On Friday and Saturday, about 50 high school, middle school and college jazz ensembles will perform throughout the day in Murphy Hall, and one group each day will be selected to perform on the evening concert. The Friday evening concert features Bergonzi with the KU Jazz Festival All-Star band; Saturday’s show has Gilkes with the KU Jazz Ensemble 1, directed by Dan Gailey.
The shows are at 7:30 p.m. in Woodruff Auditorium at the Kansas Union; tickets are $15 for adults, $10 for seniors and students. Call 785-864-7469.
The music continues in after-hours jams led by tenor saxophonist Matt Otto in the All Seasons Den at the Oread hotel, 1200 Oread Ave. in Lawrence, from 10 p.m. to 12:30 a.m. both nights.

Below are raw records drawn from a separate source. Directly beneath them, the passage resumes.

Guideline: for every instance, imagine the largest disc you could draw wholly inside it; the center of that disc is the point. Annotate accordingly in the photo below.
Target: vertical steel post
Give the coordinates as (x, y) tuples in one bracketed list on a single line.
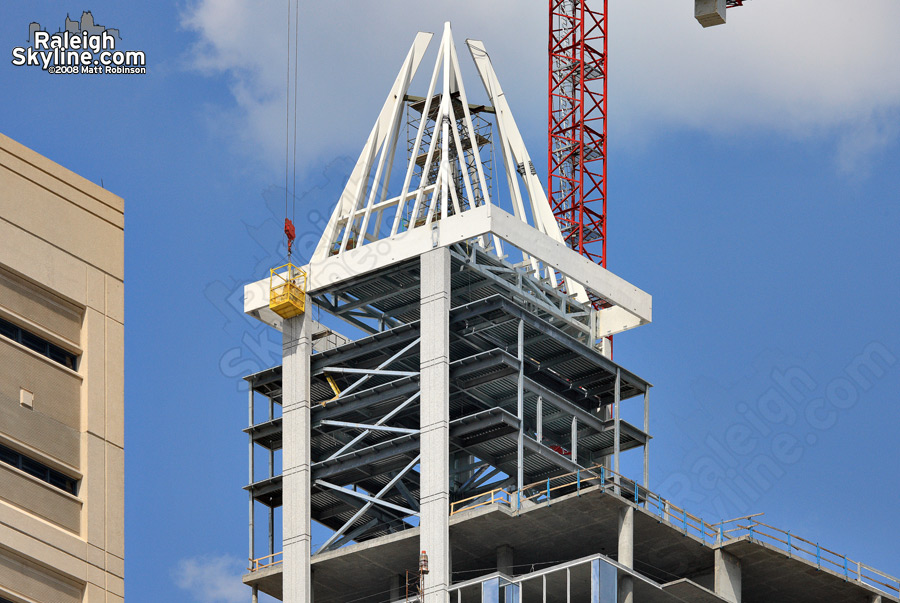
[(617, 431), (252, 510), (647, 443), (574, 450), (520, 408), (271, 474)]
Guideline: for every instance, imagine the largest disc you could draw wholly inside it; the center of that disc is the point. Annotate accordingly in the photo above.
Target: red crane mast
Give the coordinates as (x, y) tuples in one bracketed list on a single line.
[(576, 160), (577, 130)]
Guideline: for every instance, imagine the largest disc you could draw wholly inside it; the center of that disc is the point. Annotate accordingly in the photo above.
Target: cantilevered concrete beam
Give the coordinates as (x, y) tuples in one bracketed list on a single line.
[(634, 306)]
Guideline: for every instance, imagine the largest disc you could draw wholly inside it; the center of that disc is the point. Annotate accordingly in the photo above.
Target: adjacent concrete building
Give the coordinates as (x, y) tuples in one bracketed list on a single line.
[(61, 384)]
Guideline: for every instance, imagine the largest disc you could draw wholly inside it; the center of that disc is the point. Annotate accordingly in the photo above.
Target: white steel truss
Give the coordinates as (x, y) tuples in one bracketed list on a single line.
[(451, 175)]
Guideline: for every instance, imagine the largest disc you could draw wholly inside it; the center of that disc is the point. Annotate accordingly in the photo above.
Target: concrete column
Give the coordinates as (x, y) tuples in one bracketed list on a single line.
[(296, 529), (394, 587), (506, 559), (728, 576), (434, 422), (626, 553)]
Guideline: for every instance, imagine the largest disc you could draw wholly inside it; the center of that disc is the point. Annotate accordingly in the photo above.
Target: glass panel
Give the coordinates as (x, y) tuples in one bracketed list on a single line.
[(580, 583), (604, 580), (7, 329), (34, 468), (9, 456), (511, 593), (490, 591), (34, 342)]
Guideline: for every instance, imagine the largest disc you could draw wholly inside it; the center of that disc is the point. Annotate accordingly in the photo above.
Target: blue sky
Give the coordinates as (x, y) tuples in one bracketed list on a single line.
[(753, 192)]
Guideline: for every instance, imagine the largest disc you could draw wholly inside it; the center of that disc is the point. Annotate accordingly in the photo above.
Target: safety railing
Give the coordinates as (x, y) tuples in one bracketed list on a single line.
[(813, 552), (267, 561), (498, 496), (545, 491)]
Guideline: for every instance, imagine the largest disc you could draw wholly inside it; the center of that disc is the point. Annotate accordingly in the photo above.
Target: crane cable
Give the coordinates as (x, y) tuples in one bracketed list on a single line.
[(289, 229)]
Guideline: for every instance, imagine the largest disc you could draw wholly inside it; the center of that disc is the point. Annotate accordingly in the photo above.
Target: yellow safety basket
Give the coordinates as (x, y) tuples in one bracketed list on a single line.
[(287, 290)]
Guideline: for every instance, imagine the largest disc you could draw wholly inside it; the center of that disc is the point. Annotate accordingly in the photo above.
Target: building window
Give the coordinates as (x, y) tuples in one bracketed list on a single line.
[(38, 470), (39, 345)]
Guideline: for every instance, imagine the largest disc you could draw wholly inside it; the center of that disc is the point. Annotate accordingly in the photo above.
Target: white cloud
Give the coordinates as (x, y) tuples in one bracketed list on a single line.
[(801, 68), (212, 579)]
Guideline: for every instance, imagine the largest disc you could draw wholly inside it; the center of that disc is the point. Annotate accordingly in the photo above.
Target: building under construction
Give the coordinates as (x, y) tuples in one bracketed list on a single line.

▪ Highlights at the Broadway Jazz Club, 3601 Broadway, include a CD release party for tenor saxophonist Steven Lambert’s new disc, “Steven Lambert Quartet and Trio Live,” at 7 p.m. Thursday; pianist Eddie Moore and his Outer Circle band at 7 p.m. Friday, followed by trumpeter Hermon Mehari at 10:30 p.m.; and singer Kelley Gant at 7 p.m. Saturday, followed by singer-bassist Bryan Hicks and guitarist Rod Fleeman at 10:30 p.m.

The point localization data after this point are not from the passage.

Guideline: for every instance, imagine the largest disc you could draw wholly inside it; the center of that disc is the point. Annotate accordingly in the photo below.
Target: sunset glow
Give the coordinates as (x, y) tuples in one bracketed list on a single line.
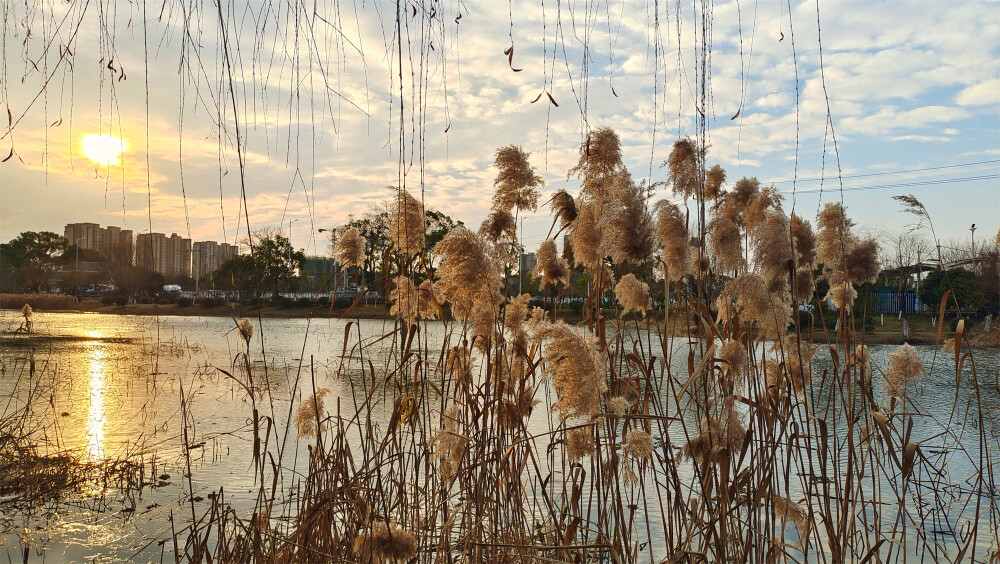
[(103, 149)]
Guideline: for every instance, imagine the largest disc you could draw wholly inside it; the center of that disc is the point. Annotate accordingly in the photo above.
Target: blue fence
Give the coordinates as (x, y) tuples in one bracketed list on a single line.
[(890, 301)]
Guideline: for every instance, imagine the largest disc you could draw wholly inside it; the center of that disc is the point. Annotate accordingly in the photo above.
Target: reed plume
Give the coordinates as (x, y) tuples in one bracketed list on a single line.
[(385, 543), (564, 208), (406, 223), (576, 369), (600, 161), (803, 240), (585, 238), (499, 224), (245, 328), (682, 165), (308, 412), (516, 181), (671, 230), (725, 241), (469, 275), (580, 443), (714, 178), (350, 248), (638, 444), (633, 294), (550, 267), (904, 367), (627, 226)]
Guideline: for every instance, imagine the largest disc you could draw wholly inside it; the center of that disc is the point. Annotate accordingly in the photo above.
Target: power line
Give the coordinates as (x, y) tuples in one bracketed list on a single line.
[(870, 174), (906, 184)]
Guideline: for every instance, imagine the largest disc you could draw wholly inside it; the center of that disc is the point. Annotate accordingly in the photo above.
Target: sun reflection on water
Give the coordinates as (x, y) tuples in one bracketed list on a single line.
[(97, 415)]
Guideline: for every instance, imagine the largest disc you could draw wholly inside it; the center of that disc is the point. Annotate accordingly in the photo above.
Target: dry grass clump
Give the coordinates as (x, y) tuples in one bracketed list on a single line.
[(714, 178), (725, 240), (350, 248), (576, 369), (385, 543), (549, 266), (773, 253), (791, 512), (245, 327), (406, 223), (627, 225), (450, 444), (633, 294), (904, 367), (617, 406), (499, 224), (638, 444), (671, 230), (470, 276), (683, 164), (412, 302), (585, 238), (309, 413), (580, 443), (564, 208), (516, 181), (600, 161)]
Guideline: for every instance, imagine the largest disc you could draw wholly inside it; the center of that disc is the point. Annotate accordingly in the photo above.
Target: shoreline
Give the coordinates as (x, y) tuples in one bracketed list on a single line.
[(381, 312)]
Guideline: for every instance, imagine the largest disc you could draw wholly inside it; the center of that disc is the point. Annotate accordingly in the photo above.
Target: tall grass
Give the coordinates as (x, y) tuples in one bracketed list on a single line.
[(735, 435)]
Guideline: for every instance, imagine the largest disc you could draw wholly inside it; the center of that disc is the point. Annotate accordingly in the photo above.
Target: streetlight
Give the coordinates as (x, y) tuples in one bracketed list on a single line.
[(520, 258), (77, 245), (290, 222), (77, 273), (973, 231)]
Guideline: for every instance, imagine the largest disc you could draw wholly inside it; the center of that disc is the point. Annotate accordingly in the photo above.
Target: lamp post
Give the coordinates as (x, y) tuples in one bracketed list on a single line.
[(77, 245), (973, 231), (520, 258), (290, 222)]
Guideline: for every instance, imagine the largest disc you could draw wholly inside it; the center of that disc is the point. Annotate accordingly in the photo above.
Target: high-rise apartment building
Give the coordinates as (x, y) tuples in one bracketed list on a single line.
[(115, 243), (209, 256), (170, 256)]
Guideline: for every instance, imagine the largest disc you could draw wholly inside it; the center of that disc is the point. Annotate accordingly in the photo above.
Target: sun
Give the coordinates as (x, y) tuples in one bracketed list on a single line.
[(103, 149)]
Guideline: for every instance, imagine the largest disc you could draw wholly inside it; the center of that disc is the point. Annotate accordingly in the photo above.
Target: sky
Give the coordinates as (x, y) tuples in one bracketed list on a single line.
[(311, 109)]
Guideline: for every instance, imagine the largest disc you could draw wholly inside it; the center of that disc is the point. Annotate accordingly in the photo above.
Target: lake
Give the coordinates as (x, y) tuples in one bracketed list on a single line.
[(109, 387)]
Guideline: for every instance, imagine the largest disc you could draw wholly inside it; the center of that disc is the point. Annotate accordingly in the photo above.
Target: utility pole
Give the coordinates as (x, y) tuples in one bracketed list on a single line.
[(973, 231)]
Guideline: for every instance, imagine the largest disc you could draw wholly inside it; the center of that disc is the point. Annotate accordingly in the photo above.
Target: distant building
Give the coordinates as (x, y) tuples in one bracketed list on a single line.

▪ Highlights at the Green Lady Lounge, 1809 Grand Blvd., include the Foundation 627 Big Band at 8:30 p.m. Sunday; the Schlambert Quartet, with Steven Lambert and vibraphonist Peter Schlamb, at 8:30 p.m. Monday; bassist Bill McKemy’s trio at 9 p.m. Tuesday; organist Ken Lovern’s OJT at 9 p.m. Wednesday; Schlamb’s trio at 9 p.m. Thursday; the Friends University Big Band directed by Lisa Hittle at 8:30 p.m. Friday, followed by organist Chris Hazelton’s Boogaloo 7 at 10 p.m; and singer Julia Haile’s trio at 6 p.m. Saturday followed by OJT at 9:30 p.m.
▪ Take Five Coffee + Bar, at 6601 W. 135th St., Suite A-21 in Overland Park, behind the Von Maur store, has trombonist Marcus Lewis’ band at 8 p.m. Friday and “future-primitive jazz” from BCR at 8 p.m. Saturday.

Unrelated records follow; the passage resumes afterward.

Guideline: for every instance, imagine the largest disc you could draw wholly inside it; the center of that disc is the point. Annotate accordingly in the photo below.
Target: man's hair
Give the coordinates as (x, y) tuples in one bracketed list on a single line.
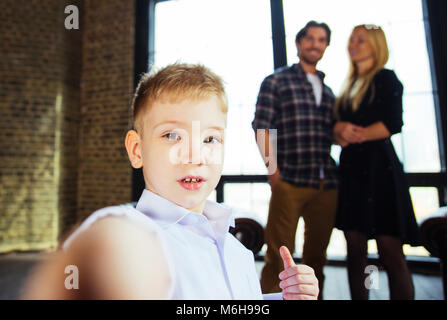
[(175, 83), (302, 33)]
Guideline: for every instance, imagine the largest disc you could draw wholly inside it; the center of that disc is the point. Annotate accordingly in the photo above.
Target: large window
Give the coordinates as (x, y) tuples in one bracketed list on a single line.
[(234, 39)]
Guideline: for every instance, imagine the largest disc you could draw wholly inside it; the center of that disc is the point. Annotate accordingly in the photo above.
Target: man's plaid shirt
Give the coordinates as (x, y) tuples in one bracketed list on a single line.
[(286, 102)]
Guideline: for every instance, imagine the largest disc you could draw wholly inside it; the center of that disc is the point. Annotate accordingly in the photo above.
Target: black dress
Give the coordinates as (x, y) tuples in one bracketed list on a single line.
[(373, 194)]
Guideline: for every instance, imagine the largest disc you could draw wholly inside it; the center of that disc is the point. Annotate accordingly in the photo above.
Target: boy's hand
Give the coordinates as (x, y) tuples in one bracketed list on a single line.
[(298, 282)]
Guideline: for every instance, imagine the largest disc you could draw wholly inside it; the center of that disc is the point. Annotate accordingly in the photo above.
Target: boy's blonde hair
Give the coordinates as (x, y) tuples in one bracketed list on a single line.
[(176, 83), (377, 39)]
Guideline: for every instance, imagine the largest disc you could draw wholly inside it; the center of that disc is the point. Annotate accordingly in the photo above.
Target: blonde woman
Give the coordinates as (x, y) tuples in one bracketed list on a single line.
[(374, 201)]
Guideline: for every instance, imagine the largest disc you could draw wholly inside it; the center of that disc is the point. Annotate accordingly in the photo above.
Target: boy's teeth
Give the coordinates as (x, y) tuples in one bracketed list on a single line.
[(188, 180)]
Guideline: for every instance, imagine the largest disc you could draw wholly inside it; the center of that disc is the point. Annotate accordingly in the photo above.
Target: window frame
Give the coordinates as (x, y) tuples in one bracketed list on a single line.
[(434, 24)]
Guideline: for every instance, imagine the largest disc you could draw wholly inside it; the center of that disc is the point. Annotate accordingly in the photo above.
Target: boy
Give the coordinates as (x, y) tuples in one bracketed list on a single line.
[(175, 244)]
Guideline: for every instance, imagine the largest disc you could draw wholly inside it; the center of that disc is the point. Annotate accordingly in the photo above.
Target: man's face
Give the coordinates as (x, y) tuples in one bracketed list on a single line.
[(311, 47), (182, 150)]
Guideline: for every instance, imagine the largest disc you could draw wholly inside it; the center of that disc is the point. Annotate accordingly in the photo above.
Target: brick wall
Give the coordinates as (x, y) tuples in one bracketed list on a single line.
[(64, 97), (107, 85)]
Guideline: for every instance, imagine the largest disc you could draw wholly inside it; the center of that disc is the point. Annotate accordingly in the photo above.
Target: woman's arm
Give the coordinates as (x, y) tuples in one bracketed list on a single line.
[(346, 133)]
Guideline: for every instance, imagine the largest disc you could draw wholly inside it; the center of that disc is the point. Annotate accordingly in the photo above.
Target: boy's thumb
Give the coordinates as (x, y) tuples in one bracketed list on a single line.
[(286, 257)]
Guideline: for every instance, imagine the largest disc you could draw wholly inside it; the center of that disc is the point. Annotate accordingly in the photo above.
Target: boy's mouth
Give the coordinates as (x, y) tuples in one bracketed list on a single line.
[(191, 182)]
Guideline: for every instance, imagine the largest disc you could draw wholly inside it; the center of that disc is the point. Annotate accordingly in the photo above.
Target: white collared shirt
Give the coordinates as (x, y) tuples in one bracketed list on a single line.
[(205, 260)]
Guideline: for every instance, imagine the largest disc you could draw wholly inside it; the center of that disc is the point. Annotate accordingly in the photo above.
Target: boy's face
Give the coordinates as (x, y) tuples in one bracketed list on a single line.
[(181, 150)]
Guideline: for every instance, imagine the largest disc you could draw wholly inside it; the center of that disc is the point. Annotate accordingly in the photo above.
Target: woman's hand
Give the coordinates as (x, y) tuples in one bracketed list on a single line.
[(346, 133)]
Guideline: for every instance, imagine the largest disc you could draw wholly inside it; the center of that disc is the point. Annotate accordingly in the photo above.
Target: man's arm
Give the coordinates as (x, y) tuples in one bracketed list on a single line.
[(267, 149)]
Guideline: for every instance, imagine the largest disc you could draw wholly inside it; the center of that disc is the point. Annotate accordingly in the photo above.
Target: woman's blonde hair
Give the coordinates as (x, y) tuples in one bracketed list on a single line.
[(376, 37)]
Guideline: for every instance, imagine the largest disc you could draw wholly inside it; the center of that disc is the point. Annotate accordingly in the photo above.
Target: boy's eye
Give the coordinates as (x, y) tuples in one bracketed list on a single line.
[(211, 140), (172, 136)]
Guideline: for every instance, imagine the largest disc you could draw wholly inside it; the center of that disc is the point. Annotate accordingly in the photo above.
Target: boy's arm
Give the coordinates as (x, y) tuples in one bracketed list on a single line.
[(115, 259)]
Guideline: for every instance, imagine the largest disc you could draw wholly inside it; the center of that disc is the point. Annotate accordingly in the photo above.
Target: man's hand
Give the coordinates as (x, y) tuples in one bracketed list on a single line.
[(298, 282)]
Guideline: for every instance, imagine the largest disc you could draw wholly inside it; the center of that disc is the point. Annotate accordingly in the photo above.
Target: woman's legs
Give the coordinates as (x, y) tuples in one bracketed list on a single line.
[(393, 259), (357, 255)]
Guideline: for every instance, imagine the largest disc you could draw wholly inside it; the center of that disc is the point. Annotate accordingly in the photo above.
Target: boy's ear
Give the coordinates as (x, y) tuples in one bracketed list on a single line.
[(133, 147)]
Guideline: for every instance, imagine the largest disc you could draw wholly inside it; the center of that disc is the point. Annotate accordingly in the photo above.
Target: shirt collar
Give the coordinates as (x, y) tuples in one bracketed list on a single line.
[(167, 213)]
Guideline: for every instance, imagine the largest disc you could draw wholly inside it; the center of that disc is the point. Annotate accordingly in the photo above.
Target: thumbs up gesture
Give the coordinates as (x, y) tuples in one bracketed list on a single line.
[(298, 282)]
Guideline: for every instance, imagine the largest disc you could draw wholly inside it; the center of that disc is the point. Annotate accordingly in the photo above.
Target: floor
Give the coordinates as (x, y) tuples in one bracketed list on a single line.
[(14, 268)]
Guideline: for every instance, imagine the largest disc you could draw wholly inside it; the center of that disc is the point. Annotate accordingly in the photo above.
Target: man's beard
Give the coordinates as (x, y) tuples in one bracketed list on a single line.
[(310, 61)]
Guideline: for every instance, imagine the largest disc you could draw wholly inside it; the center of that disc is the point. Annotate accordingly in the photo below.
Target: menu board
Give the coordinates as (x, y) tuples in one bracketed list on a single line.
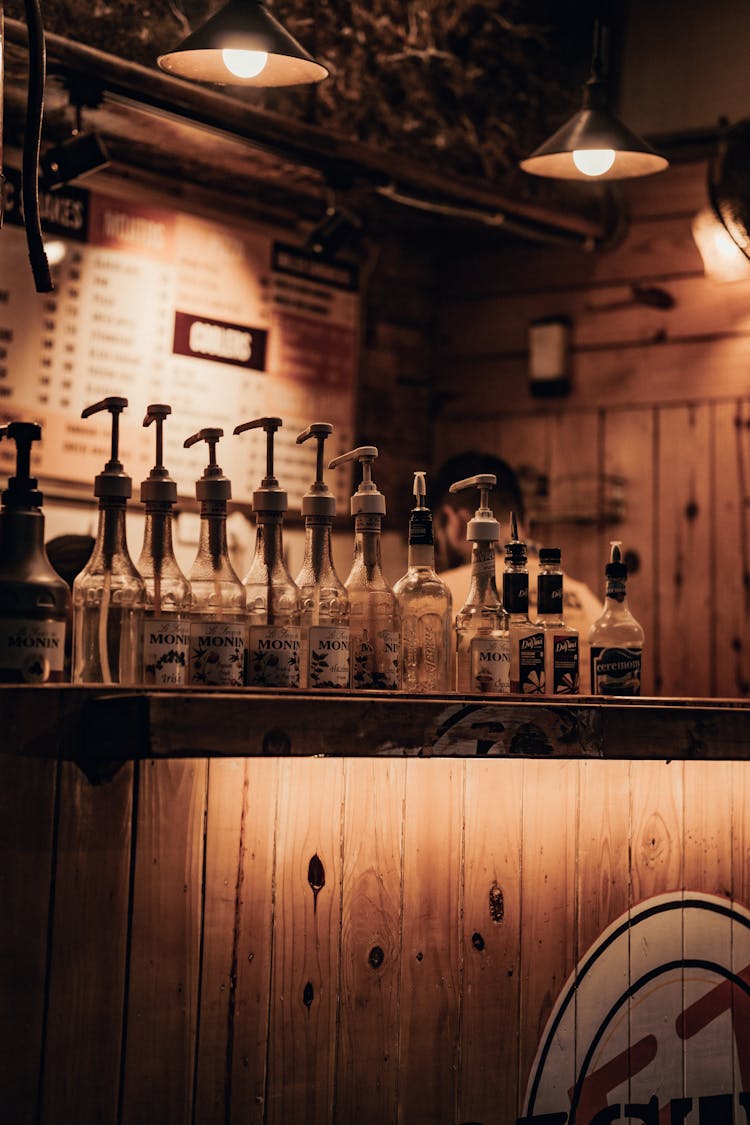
[(224, 322)]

▪ The Jazz Underground series at the Westport CoffeeHouse Theatre, 4010 Pennsylvania Ave., has tenor saxophonist Matt Otto’s group at 8 p.m. Thursday.
▪ This month’s installment of the Spirituality and All That Jazz concert series is a sax summit featuring Todd Wilkinson, Terry Peffer and Jim Mair with pianist Tim Whitmer’s band. It’s at 7 p.m. Wednesday at the Unity Temple on the Plaza, 707 W. 47th St.